- Associated Press - Saturday, March 26, 2016

CARBONDALE, Ill. (AP) - There are about as many models for community gardens as there are gardens.

Many community gardens offer a space to garden in exchange for a small amount of rent for the growing season. At other gardens, volunteers work together and share the harvest.

Common Greens has two garden projects in Carbondale, one on Birch Street and the other on Marion Street.

“We are starting our next community garden complex, Birch Street Community Garden. We are going to try to get a special use permit from the city for a greenhouse,” said Sorrel Kunath of Common Greens. “It’s about a block wide. We are trying to get folks involved in the committee to make plans.”

Their first garden, Marion Street Community Garden at 301 N. Marion St., offers garden plots to members of the community in exchange for a small amount of rent. Kunath said the rent basically pays the water bills. It currently has 22 raised beds.

Last year, the Marion Street Community Garden had five or six neighborhood families rent space and another three or four who lived outside the neighborhood. A youth group also used several spaces in the garden. Common Greens is planning to install a rainwater collection system and plant some fruit trees.
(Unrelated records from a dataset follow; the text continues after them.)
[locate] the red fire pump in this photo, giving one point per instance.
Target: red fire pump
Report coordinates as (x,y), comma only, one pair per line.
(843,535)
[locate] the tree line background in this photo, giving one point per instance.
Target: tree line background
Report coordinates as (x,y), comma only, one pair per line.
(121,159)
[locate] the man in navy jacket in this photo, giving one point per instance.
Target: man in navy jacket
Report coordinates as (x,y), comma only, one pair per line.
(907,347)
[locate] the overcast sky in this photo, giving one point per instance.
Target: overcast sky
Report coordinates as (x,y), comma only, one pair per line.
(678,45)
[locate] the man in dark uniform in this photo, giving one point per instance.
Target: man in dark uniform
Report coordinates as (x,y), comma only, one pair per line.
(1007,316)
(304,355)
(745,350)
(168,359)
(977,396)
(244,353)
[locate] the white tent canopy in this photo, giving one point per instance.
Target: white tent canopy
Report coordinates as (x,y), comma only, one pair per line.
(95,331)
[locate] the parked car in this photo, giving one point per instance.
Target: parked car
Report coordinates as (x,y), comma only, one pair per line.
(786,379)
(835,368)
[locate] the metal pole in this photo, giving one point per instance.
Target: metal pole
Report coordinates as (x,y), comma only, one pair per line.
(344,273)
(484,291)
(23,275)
“In the spirit of ‘Can you Dig This,’ we’d like to get local folks involved,” Kunath said.

Kunath said volunteers are needed at both gardens. The work of clearing at Birch Street Community Garden has already begun.

“They can basically volunteer with us and we will provide the space for them to garden,” Kunath said.
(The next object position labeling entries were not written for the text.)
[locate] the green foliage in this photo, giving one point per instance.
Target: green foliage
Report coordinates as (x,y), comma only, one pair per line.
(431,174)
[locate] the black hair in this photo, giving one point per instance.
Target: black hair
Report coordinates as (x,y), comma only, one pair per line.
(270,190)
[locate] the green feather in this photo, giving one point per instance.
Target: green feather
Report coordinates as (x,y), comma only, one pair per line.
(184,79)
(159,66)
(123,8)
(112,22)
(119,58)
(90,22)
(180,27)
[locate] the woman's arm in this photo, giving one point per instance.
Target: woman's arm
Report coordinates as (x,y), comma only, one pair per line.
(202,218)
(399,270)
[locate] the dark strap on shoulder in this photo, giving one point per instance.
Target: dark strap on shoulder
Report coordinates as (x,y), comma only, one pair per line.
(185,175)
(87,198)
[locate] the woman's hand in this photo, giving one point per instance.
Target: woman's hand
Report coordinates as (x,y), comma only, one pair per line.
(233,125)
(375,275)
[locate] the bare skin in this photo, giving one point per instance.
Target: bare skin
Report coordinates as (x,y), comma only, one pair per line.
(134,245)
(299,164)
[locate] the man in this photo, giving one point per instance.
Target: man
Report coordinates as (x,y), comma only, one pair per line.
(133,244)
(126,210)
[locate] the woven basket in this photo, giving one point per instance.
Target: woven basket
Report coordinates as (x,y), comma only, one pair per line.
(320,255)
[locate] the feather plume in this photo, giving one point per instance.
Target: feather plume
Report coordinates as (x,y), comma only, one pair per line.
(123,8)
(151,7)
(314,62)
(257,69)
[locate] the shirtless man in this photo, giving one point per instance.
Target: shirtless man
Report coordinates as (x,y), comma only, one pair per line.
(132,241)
Marion Street is set up for renting. A household can have more than one plot if all of the plots are not claimed.

“Both gardens are previously owned by the city. It is our second successful attempt to convert vacant land,” Kunath said. “We hope to maintain good relationship with the city.”

To volunteer or for more information, contact Kunath at [email protected] or call 618-303-0703.
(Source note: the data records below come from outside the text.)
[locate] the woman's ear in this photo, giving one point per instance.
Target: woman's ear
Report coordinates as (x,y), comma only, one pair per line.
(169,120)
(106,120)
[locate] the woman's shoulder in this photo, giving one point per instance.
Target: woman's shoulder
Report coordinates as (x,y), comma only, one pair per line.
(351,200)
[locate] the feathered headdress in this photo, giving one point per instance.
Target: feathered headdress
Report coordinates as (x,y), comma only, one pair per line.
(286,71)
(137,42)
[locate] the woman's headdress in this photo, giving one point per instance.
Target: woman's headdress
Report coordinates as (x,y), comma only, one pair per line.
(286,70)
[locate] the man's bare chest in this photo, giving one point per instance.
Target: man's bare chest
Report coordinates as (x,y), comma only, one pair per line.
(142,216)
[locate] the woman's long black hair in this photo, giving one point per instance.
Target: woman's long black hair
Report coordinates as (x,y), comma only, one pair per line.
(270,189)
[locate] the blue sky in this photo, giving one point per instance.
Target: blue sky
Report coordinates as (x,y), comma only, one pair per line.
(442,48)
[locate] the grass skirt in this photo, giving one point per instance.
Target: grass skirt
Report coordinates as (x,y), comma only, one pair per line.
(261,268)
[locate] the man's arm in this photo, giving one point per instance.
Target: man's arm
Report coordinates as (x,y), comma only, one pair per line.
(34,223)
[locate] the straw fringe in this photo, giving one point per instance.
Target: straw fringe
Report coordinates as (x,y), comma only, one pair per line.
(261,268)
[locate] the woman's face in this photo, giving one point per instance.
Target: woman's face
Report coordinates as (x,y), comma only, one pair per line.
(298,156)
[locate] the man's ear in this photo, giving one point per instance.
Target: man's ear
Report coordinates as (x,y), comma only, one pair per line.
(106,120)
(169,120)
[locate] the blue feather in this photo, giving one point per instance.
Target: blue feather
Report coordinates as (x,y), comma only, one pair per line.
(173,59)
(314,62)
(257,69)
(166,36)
Flyover Community Gardens offers volunteers a chance to work in exchange for produce. Volunteers work in the garden throughout the growing season, and they will receive a share of fresh produce.

The garden includes 15 raised beds and a food forest. The raised beds follow a hugelkultur model, meaning the beds are raised by burying logs and covering them with soil and mulch.

The garden group meets Sundays at Flyover Infospace across the street from the garden.

Orlan and Chastity Mays of Mustard Seed Sowers Urban Farm use their community garden to educate the public about gardening in general, as well as sustainable gardening techniques.

Because the garden is located in a neighborhood, a lot of people stop to admire the garden and ask questions.

“We don’t have where you can rent space. People can come, see what we are doing and ask questions,” Chastity Mays said. “We are in the community and want to start the conversation. They can come to us any time and we will teach them about sustainable growing.”

Mays said they saw the empty lot seven years ago and wanted to get their own garden plot and grow their own food. The couple is committed to using no chemicals or machinery in their garden. They wanted to show people that gardening does not require fancy equipment. The garden now has a hoop house, too.

“Orlan is the one who grows all the food,” she said. “He does all the hard work.”

The couple also works with children a lot, mostly through a literacy program. They have been coming to the garden once a week to work and will be responsible for growing their own food.

“Teaching them at a young age is important, and teaching about the health benefits of fresh vegetables. They will be able to do this on their own,” Mays said.

The Mays sell their produce at the winter indoor farmers market on Saturday mornings in Carbondale Community High School. On April 20, the market will move to an outdoor spot in the heart of Carbondale.

For the Mays, the best judge of their success is their influence.

“We had a neighbor who had never eaten kale, but he watched us grow it for several years. He asked about it, and we gave him some. He now eats kale on a regular basis,” Mays said.